苦手な同僚が同担だった件について。
だけど自分は頼んでいる側なのだからと、グッと堪えて頭を下げる。
「お願いします、誰にも言わないでください」
「えっ! そういうのやめて! 最初から言い触らそうなんて思ってないよ」
「そうですか」
「誰にも言わない。
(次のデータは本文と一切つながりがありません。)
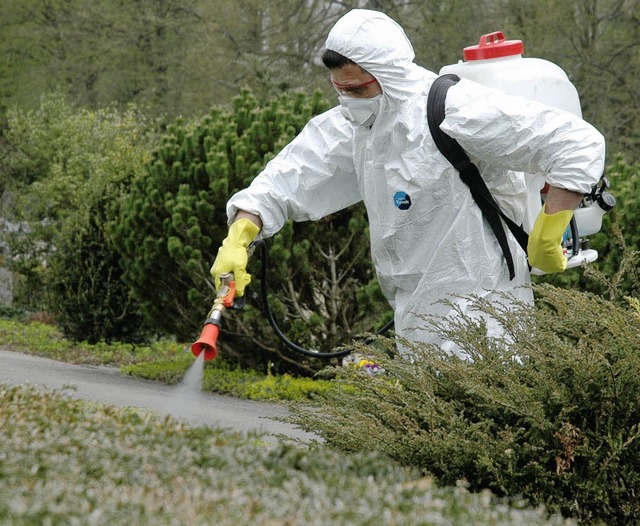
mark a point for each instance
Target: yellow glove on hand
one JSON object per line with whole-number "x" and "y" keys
{"x": 232, "y": 255}
{"x": 544, "y": 248}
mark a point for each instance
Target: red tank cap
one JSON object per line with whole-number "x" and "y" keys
{"x": 493, "y": 45}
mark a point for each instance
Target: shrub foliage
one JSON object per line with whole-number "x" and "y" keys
{"x": 65, "y": 170}
{"x": 551, "y": 413}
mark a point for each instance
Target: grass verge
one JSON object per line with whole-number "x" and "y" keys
{"x": 65, "y": 461}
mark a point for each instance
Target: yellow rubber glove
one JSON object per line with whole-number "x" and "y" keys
{"x": 232, "y": 255}
{"x": 544, "y": 248}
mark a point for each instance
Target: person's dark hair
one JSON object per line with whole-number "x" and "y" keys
{"x": 334, "y": 60}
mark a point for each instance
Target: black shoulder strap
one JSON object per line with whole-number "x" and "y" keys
{"x": 469, "y": 173}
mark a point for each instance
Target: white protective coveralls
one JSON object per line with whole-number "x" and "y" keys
{"x": 428, "y": 237}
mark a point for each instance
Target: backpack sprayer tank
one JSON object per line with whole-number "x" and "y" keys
{"x": 498, "y": 63}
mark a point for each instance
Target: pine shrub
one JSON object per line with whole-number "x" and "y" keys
{"x": 174, "y": 219}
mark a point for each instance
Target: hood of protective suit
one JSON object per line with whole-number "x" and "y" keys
{"x": 378, "y": 44}
{"x": 429, "y": 241}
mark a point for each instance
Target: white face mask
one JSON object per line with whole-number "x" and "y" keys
{"x": 361, "y": 112}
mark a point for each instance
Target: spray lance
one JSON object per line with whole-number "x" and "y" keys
{"x": 225, "y": 299}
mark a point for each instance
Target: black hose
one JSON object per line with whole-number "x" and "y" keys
{"x": 262, "y": 247}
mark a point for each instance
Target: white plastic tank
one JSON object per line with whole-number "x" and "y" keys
{"x": 498, "y": 63}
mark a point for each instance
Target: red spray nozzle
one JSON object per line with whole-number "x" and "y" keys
{"x": 208, "y": 342}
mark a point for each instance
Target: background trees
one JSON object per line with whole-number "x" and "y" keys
{"x": 180, "y": 58}
{"x": 161, "y": 109}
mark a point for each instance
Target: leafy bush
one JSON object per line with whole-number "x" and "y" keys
{"x": 67, "y": 169}
{"x": 174, "y": 220}
{"x": 552, "y": 414}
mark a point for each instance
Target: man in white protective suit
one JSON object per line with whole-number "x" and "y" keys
{"x": 429, "y": 240}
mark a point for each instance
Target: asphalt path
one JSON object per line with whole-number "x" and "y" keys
{"x": 106, "y": 385}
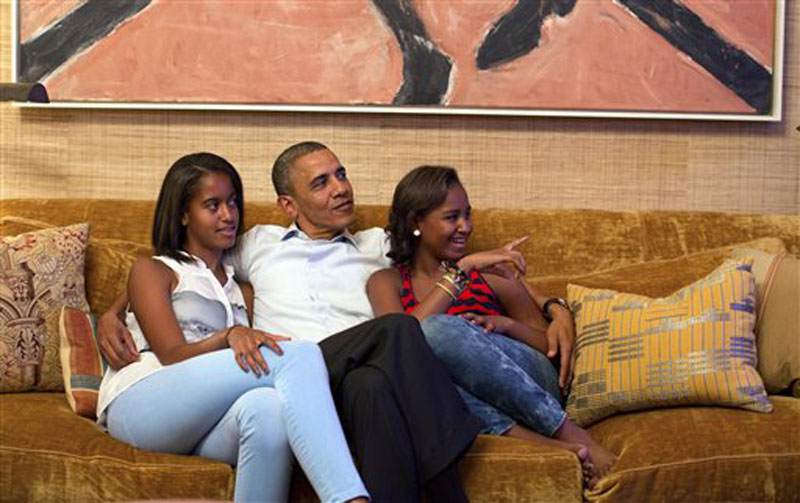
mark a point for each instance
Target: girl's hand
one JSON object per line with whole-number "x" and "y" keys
{"x": 561, "y": 343}
{"x": 498, "y": 260}
{"x": 498, "y": 324}
{"x": 245, "y": 342}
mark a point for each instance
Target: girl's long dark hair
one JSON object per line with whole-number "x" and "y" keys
{"x": 178, "y": 188}
{"x": 419, "y": 192}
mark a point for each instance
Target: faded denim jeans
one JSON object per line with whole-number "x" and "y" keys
{"x": 503, "y": 381}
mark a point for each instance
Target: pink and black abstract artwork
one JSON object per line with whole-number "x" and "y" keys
{"x": 651, "y": 56}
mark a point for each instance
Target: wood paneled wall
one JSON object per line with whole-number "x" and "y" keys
{"x": 505, "y": 162}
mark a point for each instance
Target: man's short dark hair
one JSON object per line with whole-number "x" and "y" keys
{"x": 284, "y": 162}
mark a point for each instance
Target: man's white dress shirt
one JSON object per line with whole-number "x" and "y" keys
{"x": 309, "y": 288}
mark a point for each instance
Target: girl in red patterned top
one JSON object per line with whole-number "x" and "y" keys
{"x": 480, "y": 319}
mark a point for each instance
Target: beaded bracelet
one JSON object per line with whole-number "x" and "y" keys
{"x": 447, "y": 290}
{"x": 227, "y": 333}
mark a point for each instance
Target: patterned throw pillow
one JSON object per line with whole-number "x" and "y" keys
{"x": 695, "y": 347}
{"x": 778, "y": 319}
{"x": 40, "y": 271}
{"x": 81, "y": 361}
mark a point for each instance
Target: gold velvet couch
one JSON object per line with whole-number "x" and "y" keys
{"x": 50, "y": 454}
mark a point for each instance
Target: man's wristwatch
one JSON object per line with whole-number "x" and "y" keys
{"x": 549, "y": 303}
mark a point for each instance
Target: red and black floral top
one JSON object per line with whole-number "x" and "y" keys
{"x": 477, "y": 298}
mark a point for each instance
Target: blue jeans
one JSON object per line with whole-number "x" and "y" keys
{"x": 208, "y": 406}
{"x": 502, "y": 380}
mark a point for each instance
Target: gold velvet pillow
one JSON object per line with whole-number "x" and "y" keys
{"x": 778, "y": 318}
{"x": 695, "y": 347}
{"x": 81, "y": 361}
{"x": 40, "y": 271}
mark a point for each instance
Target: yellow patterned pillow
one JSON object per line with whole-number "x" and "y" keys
{"x": 695, "y": 347}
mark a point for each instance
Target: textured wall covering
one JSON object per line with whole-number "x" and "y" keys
{"x": 505, "y": 162}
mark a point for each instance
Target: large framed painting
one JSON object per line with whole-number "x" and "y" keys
{"x": 711, "y": 59}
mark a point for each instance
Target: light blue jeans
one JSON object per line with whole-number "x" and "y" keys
{"x": 208, "y": 406}
{"x": 503, "y": 381}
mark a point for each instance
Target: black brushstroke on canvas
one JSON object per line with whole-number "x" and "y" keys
{"x": 426, "y": 70}
{"x": 76, "y": 31}
{"x": 518, "y": 31}
{"x": 687, "y": 32}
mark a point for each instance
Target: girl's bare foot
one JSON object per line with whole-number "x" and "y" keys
{"x": 602, "y": 458}
{"x": 581, "y": 451}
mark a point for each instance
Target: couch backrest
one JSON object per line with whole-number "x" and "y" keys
{"x": 563, "y": 243}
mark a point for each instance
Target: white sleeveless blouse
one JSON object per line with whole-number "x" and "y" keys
{"x": 202, "y": 306}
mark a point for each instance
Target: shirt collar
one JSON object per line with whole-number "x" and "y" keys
{"x": 293, "y": 231}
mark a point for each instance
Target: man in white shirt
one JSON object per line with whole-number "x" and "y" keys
{"x": 404, "y": 419}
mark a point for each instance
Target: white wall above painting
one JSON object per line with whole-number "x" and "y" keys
{"x": 696, "y": 59}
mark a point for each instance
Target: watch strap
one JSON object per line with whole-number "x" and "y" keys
{"x": 549, "y": 303}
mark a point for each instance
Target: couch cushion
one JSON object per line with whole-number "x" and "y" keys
{"x": 501, "y": 469}
{"x": 702, "y": 454}
{"x": 694, "y": 347}
{"x": 81, "y": 361}
{"x": 54, "y": 455}
{"x": 51, "y": 454}
{"x": 656, "y": 278}
{"x": 778, "y": 320}
{"x": 40, "y": 271}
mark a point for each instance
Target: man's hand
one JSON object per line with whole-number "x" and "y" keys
{"x": 245, "y": 341}
{"x": 497, "y": 324}
{"x": 561, "y": 340}
{"x": 116, "y": 341}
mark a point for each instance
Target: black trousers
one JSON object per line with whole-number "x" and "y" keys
{"x": 400, "y": 412}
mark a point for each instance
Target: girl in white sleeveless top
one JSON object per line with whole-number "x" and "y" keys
{"x": 206, "y": 383}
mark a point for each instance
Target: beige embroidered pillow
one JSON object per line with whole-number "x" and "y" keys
{"x": 40, "y": 272}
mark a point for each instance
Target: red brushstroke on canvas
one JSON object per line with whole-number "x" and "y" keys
{"x": 598, "y": 57}
{"x": 280, "y": 51}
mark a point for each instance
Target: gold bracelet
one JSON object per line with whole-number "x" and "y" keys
{"x": 451, "y": 294}
{"x": 227, "y": 333}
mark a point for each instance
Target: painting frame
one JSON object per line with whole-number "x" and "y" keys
{"x": 773, "y": 114}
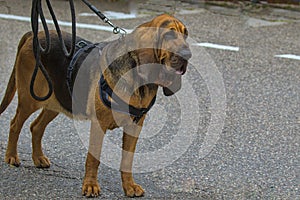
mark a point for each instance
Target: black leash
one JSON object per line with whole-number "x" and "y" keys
{"x": 36, "y": 13}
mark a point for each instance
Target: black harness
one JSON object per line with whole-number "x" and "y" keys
{"x": 105, "y": 91}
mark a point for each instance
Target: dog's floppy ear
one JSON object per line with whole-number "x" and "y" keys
{"x": 174, "y": 87}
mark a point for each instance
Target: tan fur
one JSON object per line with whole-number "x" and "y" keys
{"x": 102, "y": 118}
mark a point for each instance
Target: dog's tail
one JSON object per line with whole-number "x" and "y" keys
{"x": 11, "y": 86}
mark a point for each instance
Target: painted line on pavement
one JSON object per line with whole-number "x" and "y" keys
{"x": 217, "y": 46}
{"x": 62, "y": 23}
{"x": 290, "y": 56}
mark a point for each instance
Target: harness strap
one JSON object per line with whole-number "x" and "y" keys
{"x": 104, "y": 90}
{"x": 84, "y": 47}
{"x": 118, "y": 104}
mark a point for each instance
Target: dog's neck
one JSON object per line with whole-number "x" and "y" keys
{"x": 121, "y": 75}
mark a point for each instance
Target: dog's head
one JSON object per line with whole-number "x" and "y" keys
{"x": 163, "y": 48}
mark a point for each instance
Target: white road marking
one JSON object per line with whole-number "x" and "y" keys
{"x": 217, "y": 46}
{"x": 290, "y": 56}
{"x": 62, "y": 23}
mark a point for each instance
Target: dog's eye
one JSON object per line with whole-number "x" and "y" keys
{"x": 170, "y": 35}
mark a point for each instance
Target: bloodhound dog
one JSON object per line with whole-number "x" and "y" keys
{"x": 154, "y": 55}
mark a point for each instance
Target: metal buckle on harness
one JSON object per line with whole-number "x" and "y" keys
{"x": 81, "y": 44}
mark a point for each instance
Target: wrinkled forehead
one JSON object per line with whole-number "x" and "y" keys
{"x": 171, "y": 23}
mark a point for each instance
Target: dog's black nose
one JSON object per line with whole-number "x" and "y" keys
{"x": 185, "y": 53}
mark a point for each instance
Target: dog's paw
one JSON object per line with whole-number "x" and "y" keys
{"x": 90, "y": 189}
{"x": 133, "y": 190}
{"x": 12, "y": 160}
{"x": 41, "y": 161}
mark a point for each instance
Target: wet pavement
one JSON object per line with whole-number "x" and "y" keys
{"x": 253, "y": 94}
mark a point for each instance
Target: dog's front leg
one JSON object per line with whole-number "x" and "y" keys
{"x": 130, "y": 137}
{"x": 90, "y": 187}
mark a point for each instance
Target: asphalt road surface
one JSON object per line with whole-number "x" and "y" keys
{"x": 231, "y": 133}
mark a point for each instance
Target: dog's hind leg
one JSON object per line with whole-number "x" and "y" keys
{"x": 37, "y": 129}
{"x": 23, "y": 112}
ただその代わりと言っては難だけど、お願いを聞いてくれないかな」
彼にしては珍しく、遠慮がちで少しもじもじしていた。
どことなく犬みたいだと思いながら、私は尋ねた。
「何でしょう?」
あまり無茶なことは言わないで欲しいけれど。
「エルナイのコラボカフェに一緒に行ってくれない?」
「……はい?」
ごはんを奢って欲しいとか、一度くらい飲みに付き合って欲しいとかそんなことを想像していた。
斜め上の頼み事にまたポカンとしてしまう。
「えっと……、コラボカフェにですか?」
「うん、今やってるでしょ」
もちろん知っているし、何なら毎週末通っている。
あと少しで全メニューコンプリートするところだ。
「ずっと行きたいと思ってたんだけど、男一人で行くのはハードル高すぎて……でもどうしても行きたくて!」
確かにその気持ちはわかる。
コラボカフェというものは大抵が女性をターゲットにしているし、メニューも内装も可愛らしい。
ごくたまに男性同士で来ている人を見たことはあるけど、一人というのはない。